The values of b* > a* and both positive in unmordanted and alum mordanted dyed fabrics indicated their appearance colour closer to yellow more than red colour. The values of their hue angles (h*) > 70° is a strong indication of the appearance colour closer to yellow more than red in colour space quadrant (Fig. 9). Alternatively, the values of b* < a* (both are positive) in calcium chloride mordanted dyed fabrics showed that their appearance colour is closer to red more than yellow. On space colour quadrant, the values of their h* < 40° is a further indication of their colour closer to red more than yellow (Fig. 9). This is in agreement with Shabbir et al. (2016) in application of Terminalia chebula natural dye on wool fibre-evaluation of colour and fastness properties. Table 3 shows that the deeper the colour of dyed fabric, the higher the colour strength value (K/S). The K/S value of unmordanted dyed fabric is less than those of metal salt mordanted dyed fabrics. Calcium chloride mordanted dyed fabrics have higher colour strength values than alum mordanted dyed fabrics. This observation may be as a result of deeper colour of calcium chloride mordanted dyed fabrics than alum mordanted dyed fabrics. It was equally observed that pre-mordanted dyed fabric has highest K/S value, post-mordanted dyed fabric has higher K/S value and meta-mordanted dyed fabric has the lowest K/S value among all the mordanted dyed fabric. Rather et al. (2016) also made the same findings.

Fig. 9
figure 9

a Colour space quadrants and b schematic color space coordinate of CIE L *a*b*

Fastness properties of dyed cellulosic fabrics

Fastness properties rating of B. ferruginea B dyed cellulosic fabrics are shown in Table 4. Wash fastness property ranged from good (3) to excellent (5), light fastness property ranged from very good (5) to excellent (7) and rubbing fastness property ranged from good/very good (3.5) to excellent (5). Other fastness properties determined on dyed cellulosic fabrics are perspiration fastness property, which ranged from good (3) to very good/excellent (4.5) and hot ironing fastness property that was seen to be excellent (5) in all dyed cotton fabrics. These observations agreed with Sufian et al. 2016.

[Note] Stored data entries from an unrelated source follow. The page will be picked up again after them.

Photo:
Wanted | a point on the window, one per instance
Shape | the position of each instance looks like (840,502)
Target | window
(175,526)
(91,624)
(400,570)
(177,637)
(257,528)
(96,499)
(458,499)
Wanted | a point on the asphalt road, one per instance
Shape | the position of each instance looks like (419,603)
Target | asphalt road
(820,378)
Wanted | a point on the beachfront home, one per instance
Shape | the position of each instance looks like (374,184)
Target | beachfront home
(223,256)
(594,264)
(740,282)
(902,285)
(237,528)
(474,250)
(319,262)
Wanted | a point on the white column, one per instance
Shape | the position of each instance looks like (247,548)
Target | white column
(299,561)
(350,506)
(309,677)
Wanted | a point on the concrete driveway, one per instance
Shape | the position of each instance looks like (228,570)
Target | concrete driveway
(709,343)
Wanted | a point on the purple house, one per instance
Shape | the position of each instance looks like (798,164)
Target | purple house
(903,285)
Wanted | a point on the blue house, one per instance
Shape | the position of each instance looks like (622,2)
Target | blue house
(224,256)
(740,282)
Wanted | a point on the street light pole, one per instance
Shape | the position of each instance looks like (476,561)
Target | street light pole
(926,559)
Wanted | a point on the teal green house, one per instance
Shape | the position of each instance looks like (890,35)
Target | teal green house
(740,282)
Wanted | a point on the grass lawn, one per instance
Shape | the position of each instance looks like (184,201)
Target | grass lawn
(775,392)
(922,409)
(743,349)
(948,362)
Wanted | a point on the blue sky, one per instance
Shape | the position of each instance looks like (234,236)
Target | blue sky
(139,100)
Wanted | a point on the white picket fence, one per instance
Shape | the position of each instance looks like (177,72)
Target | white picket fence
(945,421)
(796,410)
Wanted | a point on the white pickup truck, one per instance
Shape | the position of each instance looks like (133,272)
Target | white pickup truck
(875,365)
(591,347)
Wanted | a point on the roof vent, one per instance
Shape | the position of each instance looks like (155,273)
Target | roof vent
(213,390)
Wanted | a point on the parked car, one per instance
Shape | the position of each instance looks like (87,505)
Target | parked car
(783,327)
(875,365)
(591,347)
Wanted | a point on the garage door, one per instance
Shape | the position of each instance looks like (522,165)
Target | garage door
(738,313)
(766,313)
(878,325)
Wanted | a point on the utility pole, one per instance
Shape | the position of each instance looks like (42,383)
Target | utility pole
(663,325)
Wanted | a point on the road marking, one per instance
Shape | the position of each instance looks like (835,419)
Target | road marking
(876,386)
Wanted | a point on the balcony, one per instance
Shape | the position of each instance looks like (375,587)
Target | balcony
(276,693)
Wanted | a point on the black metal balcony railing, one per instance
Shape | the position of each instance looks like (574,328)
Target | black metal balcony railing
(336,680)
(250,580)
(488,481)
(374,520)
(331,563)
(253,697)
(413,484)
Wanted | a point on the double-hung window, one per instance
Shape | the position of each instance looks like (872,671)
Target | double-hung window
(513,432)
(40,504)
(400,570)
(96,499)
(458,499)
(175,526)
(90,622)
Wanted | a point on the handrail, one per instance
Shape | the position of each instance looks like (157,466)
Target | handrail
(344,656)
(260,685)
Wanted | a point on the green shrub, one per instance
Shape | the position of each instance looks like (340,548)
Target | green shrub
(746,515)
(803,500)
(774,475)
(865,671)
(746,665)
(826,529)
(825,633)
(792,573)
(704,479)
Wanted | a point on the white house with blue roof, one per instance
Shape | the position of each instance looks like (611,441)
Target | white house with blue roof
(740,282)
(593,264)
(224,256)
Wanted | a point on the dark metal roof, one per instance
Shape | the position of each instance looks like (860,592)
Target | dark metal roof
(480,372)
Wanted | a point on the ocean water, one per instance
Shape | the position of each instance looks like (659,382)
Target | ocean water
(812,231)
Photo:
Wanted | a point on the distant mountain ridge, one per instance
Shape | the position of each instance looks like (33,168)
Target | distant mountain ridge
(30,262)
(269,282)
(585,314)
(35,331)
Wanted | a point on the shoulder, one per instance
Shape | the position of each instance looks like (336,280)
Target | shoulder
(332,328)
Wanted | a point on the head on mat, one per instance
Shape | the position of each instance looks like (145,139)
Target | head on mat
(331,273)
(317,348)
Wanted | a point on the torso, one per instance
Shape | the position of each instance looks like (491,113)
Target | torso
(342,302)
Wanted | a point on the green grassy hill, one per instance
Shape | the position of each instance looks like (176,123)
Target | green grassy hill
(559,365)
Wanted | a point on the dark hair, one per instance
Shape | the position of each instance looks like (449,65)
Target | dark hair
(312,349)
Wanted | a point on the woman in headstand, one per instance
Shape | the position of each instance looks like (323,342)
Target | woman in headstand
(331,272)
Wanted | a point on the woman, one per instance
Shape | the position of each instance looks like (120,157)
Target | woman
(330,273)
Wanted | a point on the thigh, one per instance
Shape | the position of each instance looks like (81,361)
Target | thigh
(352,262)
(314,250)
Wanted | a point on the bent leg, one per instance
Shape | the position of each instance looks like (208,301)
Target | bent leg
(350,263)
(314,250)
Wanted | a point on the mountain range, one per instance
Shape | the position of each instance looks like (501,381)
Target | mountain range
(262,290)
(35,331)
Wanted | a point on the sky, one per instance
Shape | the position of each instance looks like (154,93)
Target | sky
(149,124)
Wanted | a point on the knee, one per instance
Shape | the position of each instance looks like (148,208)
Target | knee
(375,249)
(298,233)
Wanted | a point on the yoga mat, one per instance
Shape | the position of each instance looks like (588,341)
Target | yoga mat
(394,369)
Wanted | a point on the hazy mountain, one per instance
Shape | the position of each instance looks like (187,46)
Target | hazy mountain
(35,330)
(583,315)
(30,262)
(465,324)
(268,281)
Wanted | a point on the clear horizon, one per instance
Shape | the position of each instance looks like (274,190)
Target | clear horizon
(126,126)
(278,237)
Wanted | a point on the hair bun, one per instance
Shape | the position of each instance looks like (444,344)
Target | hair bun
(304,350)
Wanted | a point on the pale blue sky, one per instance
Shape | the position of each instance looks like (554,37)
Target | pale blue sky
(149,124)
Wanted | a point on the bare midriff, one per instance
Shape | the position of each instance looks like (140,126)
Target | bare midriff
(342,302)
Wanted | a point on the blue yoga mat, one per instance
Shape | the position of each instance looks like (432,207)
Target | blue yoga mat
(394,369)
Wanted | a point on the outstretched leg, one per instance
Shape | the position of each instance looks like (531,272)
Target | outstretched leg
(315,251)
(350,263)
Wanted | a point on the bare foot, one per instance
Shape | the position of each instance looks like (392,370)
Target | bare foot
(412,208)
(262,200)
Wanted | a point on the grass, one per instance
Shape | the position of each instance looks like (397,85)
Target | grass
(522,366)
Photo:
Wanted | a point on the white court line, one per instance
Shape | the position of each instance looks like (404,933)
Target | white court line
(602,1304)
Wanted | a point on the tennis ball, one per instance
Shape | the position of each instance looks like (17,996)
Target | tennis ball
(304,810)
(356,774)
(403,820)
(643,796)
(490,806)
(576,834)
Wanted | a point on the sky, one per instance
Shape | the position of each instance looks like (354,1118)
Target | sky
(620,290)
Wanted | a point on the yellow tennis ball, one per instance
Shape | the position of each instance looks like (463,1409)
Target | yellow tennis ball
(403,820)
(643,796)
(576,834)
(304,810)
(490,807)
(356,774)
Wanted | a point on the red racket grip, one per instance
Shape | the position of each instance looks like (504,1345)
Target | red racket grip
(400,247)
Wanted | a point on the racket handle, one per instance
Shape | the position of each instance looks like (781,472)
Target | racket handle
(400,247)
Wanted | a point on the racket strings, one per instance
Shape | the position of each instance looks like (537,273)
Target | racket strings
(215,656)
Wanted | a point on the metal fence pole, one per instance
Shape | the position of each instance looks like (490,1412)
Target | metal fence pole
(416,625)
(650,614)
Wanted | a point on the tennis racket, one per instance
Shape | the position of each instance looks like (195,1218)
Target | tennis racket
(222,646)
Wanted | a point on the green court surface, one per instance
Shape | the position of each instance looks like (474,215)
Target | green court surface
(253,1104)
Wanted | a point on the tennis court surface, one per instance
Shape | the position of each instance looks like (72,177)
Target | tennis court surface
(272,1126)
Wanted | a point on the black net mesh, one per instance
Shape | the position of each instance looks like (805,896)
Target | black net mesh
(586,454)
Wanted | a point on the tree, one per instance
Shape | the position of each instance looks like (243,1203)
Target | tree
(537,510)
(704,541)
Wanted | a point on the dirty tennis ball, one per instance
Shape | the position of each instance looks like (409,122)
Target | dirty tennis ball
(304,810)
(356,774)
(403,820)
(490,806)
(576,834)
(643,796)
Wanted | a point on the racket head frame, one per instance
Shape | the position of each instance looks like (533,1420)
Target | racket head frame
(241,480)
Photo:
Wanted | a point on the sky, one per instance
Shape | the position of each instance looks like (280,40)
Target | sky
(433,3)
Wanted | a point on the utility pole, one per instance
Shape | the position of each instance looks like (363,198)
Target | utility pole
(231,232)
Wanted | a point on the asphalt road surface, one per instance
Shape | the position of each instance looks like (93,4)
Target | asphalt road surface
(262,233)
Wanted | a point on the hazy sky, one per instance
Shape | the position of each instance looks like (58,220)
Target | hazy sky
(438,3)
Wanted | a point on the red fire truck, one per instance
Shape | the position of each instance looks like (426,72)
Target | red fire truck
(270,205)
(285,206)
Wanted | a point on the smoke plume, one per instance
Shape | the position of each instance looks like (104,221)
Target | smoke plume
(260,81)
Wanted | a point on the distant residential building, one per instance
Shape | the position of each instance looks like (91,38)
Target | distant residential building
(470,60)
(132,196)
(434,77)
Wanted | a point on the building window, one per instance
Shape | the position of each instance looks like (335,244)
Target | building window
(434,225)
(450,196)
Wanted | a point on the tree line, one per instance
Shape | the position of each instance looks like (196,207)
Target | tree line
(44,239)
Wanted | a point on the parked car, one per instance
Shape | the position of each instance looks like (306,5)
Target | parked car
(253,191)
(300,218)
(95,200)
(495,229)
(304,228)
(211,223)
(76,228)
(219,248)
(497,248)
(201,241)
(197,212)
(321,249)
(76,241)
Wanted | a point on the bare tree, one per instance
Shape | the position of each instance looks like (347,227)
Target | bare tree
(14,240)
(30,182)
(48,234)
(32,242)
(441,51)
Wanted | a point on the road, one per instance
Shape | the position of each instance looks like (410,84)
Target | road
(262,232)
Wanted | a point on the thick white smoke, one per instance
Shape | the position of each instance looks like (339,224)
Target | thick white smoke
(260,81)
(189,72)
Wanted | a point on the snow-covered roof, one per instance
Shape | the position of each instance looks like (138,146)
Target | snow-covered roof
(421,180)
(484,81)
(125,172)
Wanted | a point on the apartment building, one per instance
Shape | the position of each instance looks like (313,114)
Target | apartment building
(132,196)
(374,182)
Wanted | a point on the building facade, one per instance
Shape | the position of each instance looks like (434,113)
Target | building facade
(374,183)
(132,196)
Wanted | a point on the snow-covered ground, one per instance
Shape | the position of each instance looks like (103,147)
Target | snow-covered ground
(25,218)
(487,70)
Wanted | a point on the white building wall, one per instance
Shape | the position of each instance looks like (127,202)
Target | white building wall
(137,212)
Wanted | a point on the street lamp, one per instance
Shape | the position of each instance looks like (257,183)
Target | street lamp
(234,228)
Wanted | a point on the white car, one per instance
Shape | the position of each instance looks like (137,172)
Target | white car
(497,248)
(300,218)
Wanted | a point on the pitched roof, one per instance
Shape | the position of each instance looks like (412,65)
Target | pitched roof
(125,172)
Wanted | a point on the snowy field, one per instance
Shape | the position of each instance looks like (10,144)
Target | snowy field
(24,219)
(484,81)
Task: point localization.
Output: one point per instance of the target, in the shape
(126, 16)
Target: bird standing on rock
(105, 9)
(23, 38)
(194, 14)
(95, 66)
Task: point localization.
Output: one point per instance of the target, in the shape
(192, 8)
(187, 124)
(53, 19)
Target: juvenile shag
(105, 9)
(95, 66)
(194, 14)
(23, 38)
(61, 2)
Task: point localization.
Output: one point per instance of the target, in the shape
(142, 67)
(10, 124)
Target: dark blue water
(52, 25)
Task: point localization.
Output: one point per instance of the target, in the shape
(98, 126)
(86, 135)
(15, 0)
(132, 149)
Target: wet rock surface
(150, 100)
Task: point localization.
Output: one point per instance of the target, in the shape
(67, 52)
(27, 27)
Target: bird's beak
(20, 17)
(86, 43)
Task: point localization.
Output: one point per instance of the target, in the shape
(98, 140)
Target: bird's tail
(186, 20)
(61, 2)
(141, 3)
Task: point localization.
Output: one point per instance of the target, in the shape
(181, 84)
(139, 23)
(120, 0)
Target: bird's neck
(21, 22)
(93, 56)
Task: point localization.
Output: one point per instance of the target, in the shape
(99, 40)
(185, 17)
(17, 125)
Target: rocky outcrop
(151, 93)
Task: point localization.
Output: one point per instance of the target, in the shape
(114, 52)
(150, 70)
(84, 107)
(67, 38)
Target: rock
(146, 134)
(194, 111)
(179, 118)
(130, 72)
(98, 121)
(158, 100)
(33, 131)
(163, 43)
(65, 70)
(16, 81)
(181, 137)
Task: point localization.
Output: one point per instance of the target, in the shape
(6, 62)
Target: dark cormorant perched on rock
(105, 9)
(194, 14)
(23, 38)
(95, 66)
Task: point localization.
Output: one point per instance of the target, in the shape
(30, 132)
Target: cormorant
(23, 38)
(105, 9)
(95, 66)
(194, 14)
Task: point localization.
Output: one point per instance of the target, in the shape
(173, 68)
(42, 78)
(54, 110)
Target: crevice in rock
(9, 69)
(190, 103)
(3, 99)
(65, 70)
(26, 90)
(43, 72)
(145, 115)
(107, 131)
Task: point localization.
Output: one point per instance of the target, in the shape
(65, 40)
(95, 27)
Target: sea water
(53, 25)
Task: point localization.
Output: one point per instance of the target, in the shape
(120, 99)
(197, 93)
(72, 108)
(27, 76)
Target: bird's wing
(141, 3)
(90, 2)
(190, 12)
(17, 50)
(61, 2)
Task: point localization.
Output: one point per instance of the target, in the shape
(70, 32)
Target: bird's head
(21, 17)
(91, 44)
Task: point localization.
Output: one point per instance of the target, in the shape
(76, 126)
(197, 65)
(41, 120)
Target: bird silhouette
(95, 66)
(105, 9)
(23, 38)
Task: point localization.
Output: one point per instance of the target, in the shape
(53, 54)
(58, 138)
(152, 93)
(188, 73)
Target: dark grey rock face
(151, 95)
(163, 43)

Table 4 Fastness properties of dyed cellulosic fabrics

Generally, fastness properties of dyed cellulosic fabrics were enhanced through mordanting (Table 4). The ability of mordant metal ion to chelate dye molecules forming complex in dyed fabric makes mordanted dyed fabrics of higher fastness properties than unmordanted fabric. The presence of covalent, coordinate and hydrogen bonds, in addition to complex dye formation (Fig. 3) make calcium chloride mordanted dyed cellulosic fabrics to have best fastness properties. The alum mordanted dyed fabrics that contain only covalent and coordinate bonds in addition to complex dye-metal-fabric formations (Fig. 4) have better fastness properties. Dye molecules aggregation, together with covalent and hydrogen bonds conferred good fastness properties on unmordanted dyed fabric (Fig. 2). These observations agreed with Geelani et al. (2016) in Dyeing and fastness properties of Quercus robur with natural mordants on natural fibre.

Conclusions

Mordanting enhances hue and fastness properties of natural dyed cotton fabric. Pre-mordanting dyeing technique gave dyed cellulosic fabric with deepest hue and post-mordanting technique gave dyed fabrics with best fastness properties. Calcium chloride was seen to be a mordant with deeper hue development on B. ferruginea B dyed cellulosic fabric. B. ferruginea B mordanted dyed cellulosic fabrics are of good to excellent fastness properties. Therefore, B. ferruginea B dye has a good potential of complementing synthetic dyes in dye house.